Genre: Comedy Running Time: 1 hr. 30 min.
Release Date: August 24th, 2007 MPAA Rating: PG
Director: Steve Bendelack Actors: Rowan Atkinson, Emma de Caunes, Willem Dafoe, Karel Roden, Max Baldry, Steve Pemberton, Lily Atkinson
ome may be put off by Mr. Bean’s bizarre mannerisms, unintelligible gibberish, and eccentric face contortions, but anyone familiar with Rowan Atkinson’s now-classic British TV show will probably embrace yet another theatrical appearance by the perpetually-suited, wordless buffoon. This particular story is simply a gimmick to allow Bean to traverse French terrain and wind up in awkward situations, most of which are almost completely devoid of humor and originality. It’s still Mr. Bean, but it has lost the creativity, barely passing as a tribute to Jacques Tati’s “Mr. Hulot’s Holiday” (the film was originally titled “Mr. Bean’s Holiday,” then switched to “Mr. Bean’s Vacation” for American audiences).

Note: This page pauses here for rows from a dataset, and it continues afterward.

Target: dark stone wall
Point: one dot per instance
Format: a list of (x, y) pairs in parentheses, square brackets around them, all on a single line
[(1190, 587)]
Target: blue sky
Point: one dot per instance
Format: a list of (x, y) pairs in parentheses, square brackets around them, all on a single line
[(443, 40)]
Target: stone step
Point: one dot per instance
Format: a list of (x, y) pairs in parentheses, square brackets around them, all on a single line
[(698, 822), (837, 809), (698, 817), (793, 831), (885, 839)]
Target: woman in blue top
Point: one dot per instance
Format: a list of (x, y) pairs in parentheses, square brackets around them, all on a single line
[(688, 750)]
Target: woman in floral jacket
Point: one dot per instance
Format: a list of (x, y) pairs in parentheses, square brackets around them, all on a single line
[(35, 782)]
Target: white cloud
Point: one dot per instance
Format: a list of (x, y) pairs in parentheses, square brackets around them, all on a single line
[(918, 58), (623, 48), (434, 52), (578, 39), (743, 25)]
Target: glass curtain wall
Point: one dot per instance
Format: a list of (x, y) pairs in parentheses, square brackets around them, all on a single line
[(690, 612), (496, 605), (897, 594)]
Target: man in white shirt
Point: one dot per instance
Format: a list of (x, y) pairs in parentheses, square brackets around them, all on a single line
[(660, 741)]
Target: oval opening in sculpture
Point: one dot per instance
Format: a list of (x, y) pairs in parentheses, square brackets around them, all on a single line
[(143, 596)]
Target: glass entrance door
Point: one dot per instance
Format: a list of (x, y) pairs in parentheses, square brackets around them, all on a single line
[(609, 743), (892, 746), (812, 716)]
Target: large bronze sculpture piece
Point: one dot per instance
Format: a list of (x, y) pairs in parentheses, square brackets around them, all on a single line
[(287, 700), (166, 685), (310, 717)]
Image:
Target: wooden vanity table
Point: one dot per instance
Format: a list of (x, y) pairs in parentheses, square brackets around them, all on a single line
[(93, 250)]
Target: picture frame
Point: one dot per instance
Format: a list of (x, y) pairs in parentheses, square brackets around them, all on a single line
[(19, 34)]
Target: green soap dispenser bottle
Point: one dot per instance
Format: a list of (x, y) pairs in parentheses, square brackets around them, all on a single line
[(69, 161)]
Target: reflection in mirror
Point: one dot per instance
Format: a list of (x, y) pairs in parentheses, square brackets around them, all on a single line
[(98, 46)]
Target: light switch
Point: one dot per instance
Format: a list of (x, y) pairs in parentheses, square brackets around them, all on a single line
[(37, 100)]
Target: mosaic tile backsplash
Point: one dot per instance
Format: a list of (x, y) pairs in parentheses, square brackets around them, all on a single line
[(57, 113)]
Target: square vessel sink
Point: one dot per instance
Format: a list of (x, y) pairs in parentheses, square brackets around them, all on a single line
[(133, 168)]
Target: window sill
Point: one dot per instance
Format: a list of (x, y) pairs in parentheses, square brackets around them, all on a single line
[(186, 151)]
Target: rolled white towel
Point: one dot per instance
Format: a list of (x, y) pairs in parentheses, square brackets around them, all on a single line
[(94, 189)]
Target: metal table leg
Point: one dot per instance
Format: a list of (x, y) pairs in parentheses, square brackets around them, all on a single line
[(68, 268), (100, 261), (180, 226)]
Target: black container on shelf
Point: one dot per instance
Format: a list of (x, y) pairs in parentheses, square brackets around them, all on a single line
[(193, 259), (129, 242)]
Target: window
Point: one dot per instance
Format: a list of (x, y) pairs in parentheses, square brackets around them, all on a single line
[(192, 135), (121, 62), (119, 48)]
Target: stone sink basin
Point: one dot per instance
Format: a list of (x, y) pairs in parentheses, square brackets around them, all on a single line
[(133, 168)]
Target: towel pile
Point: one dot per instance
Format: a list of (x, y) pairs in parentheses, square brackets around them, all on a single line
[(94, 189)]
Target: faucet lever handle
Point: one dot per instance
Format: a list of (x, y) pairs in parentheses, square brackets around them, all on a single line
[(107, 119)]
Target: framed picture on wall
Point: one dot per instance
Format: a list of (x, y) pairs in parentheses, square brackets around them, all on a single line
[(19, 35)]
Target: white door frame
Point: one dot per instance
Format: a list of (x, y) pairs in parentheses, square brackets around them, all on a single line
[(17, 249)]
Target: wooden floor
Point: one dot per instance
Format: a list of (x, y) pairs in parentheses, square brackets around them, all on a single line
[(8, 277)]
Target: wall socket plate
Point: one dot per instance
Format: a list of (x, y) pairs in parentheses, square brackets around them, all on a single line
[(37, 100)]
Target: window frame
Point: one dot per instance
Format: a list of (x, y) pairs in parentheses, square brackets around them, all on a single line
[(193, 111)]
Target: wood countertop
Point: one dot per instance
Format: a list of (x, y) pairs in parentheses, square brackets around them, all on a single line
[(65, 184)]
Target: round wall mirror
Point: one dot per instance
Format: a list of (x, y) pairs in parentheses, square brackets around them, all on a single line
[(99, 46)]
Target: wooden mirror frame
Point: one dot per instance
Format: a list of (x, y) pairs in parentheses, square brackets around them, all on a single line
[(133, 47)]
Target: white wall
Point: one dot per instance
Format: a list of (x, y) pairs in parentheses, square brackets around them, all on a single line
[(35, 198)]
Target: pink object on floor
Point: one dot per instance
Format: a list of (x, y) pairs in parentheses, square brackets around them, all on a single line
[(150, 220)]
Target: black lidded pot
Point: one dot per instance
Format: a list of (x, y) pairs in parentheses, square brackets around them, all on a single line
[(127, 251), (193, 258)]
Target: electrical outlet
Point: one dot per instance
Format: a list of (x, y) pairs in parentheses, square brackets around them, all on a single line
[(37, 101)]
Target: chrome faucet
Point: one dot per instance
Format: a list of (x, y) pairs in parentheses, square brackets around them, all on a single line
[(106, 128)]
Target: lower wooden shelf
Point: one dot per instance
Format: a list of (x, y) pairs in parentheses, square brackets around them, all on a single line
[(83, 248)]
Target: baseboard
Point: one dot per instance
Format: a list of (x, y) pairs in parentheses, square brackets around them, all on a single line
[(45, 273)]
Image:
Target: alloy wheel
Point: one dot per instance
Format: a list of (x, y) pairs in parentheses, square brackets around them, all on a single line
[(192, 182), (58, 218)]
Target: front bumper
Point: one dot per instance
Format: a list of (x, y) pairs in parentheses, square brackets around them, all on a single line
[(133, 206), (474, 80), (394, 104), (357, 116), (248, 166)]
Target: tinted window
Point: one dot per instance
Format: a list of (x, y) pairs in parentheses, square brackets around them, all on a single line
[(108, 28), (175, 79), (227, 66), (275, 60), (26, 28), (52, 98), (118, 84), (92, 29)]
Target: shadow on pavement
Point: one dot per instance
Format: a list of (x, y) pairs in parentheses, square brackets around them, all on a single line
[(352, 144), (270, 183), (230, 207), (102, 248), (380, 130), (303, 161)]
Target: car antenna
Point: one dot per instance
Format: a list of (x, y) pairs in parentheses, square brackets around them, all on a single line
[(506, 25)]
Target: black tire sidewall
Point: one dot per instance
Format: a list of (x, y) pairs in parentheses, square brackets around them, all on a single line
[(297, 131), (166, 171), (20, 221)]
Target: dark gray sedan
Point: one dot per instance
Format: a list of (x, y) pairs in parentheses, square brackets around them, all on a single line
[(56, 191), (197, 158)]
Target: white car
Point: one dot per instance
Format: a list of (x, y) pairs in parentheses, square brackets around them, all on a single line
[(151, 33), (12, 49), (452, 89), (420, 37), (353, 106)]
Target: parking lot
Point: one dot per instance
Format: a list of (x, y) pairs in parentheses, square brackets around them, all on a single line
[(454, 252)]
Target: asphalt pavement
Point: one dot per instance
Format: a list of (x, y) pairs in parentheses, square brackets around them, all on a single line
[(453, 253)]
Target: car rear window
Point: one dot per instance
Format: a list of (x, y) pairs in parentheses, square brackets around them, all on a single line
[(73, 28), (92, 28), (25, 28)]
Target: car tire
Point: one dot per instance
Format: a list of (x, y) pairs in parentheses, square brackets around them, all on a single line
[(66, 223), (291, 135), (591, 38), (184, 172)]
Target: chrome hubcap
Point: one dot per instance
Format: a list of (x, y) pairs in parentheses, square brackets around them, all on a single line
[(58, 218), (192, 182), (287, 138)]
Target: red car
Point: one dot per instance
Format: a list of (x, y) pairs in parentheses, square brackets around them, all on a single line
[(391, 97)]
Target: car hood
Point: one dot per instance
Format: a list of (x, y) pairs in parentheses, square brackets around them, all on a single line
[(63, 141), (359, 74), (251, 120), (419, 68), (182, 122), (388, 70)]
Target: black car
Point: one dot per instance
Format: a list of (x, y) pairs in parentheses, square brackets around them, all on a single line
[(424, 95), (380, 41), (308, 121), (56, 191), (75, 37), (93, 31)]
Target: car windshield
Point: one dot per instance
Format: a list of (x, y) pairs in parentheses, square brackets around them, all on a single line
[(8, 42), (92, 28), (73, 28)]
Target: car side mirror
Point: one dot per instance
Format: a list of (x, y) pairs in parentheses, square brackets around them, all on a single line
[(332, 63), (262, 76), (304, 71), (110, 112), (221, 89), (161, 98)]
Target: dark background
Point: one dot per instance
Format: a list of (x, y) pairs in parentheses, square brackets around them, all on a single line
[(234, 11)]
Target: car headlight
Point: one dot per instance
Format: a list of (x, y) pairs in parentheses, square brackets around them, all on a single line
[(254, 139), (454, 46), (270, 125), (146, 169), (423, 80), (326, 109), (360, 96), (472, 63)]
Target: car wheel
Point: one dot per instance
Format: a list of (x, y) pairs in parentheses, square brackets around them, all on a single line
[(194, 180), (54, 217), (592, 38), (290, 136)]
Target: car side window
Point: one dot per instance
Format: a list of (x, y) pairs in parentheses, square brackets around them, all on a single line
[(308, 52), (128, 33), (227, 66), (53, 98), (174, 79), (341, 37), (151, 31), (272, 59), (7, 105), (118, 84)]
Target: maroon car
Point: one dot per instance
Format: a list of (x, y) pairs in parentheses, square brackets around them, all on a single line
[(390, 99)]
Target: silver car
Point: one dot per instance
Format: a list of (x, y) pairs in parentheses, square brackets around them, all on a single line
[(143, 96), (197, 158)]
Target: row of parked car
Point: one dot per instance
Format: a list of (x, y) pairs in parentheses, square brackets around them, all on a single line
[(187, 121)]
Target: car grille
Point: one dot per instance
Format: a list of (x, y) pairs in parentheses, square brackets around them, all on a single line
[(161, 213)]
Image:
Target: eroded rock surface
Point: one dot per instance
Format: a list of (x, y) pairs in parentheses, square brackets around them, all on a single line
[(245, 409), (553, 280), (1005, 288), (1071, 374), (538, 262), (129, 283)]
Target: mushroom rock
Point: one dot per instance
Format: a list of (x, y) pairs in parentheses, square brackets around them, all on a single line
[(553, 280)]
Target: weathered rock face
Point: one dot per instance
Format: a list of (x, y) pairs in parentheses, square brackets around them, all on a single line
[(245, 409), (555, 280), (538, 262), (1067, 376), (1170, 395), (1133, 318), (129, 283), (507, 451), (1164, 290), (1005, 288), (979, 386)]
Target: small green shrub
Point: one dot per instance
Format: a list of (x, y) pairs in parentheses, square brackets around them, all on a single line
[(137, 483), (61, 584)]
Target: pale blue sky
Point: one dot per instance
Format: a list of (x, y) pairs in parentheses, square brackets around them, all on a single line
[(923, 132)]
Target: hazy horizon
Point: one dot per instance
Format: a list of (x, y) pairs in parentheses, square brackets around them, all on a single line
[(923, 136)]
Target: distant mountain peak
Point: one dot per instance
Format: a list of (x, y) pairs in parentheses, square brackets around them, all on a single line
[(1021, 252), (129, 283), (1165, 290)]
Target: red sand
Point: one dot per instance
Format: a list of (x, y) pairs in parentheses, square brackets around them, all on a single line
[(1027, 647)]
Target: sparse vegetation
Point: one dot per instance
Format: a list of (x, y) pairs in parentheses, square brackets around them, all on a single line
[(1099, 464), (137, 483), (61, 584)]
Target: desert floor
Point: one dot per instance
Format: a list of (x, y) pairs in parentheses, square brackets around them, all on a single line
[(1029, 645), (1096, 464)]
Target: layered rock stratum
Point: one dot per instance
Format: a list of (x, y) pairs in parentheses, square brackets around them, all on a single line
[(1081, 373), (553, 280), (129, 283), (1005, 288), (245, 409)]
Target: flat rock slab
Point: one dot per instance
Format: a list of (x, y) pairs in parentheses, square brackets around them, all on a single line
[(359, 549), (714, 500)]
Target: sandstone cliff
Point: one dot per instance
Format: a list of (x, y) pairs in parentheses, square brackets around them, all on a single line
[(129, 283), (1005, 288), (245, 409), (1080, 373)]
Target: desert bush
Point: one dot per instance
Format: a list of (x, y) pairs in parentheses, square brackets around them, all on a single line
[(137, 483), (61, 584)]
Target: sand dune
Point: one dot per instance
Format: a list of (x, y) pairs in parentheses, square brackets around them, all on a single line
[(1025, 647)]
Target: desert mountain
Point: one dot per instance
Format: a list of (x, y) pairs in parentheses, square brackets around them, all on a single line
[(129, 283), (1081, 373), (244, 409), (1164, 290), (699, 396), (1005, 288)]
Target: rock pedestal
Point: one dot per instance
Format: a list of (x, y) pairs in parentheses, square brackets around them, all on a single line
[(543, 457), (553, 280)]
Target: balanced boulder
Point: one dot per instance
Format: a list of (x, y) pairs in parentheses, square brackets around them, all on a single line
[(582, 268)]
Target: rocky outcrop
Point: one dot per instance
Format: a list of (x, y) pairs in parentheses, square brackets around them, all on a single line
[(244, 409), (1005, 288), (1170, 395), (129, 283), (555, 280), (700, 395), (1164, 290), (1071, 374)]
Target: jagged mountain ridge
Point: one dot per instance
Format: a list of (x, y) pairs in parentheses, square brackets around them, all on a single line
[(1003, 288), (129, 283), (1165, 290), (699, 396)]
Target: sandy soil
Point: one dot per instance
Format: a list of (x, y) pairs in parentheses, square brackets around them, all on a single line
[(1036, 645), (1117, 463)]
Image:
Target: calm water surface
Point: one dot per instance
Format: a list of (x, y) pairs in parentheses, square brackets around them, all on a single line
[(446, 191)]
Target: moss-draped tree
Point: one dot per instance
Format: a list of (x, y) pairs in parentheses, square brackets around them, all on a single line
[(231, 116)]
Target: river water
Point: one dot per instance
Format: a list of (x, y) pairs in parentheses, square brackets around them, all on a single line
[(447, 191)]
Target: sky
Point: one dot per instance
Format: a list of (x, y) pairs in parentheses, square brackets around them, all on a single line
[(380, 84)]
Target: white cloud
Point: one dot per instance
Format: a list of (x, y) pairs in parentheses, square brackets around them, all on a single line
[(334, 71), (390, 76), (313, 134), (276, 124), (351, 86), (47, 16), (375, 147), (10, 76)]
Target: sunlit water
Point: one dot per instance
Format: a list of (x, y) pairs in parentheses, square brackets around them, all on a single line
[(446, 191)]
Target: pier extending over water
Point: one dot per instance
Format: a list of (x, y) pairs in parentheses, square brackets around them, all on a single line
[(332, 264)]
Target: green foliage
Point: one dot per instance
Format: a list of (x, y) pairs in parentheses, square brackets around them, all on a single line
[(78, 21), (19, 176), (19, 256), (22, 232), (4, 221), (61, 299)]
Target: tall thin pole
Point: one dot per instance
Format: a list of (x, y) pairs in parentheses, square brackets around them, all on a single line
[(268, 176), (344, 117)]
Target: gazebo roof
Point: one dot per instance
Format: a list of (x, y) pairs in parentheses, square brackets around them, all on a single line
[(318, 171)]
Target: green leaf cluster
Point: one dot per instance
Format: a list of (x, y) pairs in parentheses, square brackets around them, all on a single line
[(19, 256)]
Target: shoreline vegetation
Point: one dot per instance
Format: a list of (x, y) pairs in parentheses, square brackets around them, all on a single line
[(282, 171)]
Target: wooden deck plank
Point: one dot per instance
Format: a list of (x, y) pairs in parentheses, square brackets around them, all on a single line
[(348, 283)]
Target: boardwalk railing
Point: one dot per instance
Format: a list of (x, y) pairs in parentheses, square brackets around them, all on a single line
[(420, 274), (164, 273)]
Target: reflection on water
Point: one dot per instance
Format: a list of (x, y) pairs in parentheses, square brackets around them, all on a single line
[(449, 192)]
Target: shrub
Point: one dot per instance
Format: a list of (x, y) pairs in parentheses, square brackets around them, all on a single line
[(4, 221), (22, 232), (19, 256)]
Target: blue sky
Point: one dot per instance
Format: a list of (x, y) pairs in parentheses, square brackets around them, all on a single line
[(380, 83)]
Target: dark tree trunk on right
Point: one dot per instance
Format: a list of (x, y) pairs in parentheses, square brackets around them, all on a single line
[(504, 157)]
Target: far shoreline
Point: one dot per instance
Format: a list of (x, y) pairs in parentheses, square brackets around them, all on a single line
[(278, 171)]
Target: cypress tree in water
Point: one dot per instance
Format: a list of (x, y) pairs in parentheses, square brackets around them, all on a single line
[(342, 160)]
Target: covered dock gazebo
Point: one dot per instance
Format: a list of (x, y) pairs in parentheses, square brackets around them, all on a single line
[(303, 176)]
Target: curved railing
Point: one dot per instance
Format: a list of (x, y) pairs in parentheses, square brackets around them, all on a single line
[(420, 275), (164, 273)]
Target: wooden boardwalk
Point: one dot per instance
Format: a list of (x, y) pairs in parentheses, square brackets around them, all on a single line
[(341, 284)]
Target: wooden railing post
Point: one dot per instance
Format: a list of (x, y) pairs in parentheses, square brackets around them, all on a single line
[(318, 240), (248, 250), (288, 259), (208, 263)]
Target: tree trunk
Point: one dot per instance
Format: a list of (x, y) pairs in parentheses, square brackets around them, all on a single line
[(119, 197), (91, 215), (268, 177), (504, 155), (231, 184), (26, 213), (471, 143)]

In London in June, Mr. Bean (Rowan Atkinson) wins a trip to Cannes, France with a free camera – and proceeds to film his misadventure-filled vacation. His destination quickly gets sidetracked with the wrong taxi, an exquisite lunch, and a kid (Max Baldry) who lost his father at the previous stop of the Eurostar train. In an effort to help the boy reunite with his dad, Bean journeys with him – to Cannes, as luck and contrivance would have it (doubly so when he runs into Sabine, played by Emma de Caunes, also going to Cannes for the Film Festival premiere). Their only clue is a telephone number to call once they get there, except that it’s missing the last two digits, forcing them to exhaust every numeric combination via payphones – made more complex when Bean loses his wallet. The odd couple commences begging for change, performing on the streets, and stealing to gain the funds necessary to complete the trip. Of course, losing his bus ticket, hiking through the countryside, getting locked in an outhouse, crashing the set of a high-budget commercial (filmed by Willem Dafoe) and being mistaken for a kidnapper (coincidentally, the boy’s father is a judge at the festival), delays his progress considerably.
Most of the film is shown through the digital camera he wins along with the trip, which is simultaneously annoying and unnecessary – almost as out of place as the soundtrack, continually spouting contemporary alternative rock music. But Bean’s source of comedy is primarily pantomime, slapstick, and frantically prancing about the screen, nearly always accompanied by music. He tries to muster laughs by doing the most simplistic things with great discomfort and distress, such as eating seafood, trying to make a child smile, chasing a chicken down a crowded sidewalk, falling asleep at the wheel, or parading around in drag, all without any real success.
He’s essentially a grown man with the mind of a small child. Occasionally it’s funny, but mostly it’s immature and idiotic. The film harkens back to the art of silent filmmaking, particularly Chaplin and Keaton, with visual gags and comedy replacing almost all of the dialogue. With the strictly British Mr. Bean planted in a foreign France, the necessity for dialogue is markedly reduced. Unfortunately, it would take a movie much more brilliant than this to entertain modern audiences with a now defunct art form. The fake art film “Playback Time” starring Carson Clay (Dafoe), which plays briefly at the festival, is momentarily more hilarious than the actual movie, only to be forgotten by the atrocious song-and-dance finale. This is extraordinarily unfortunate.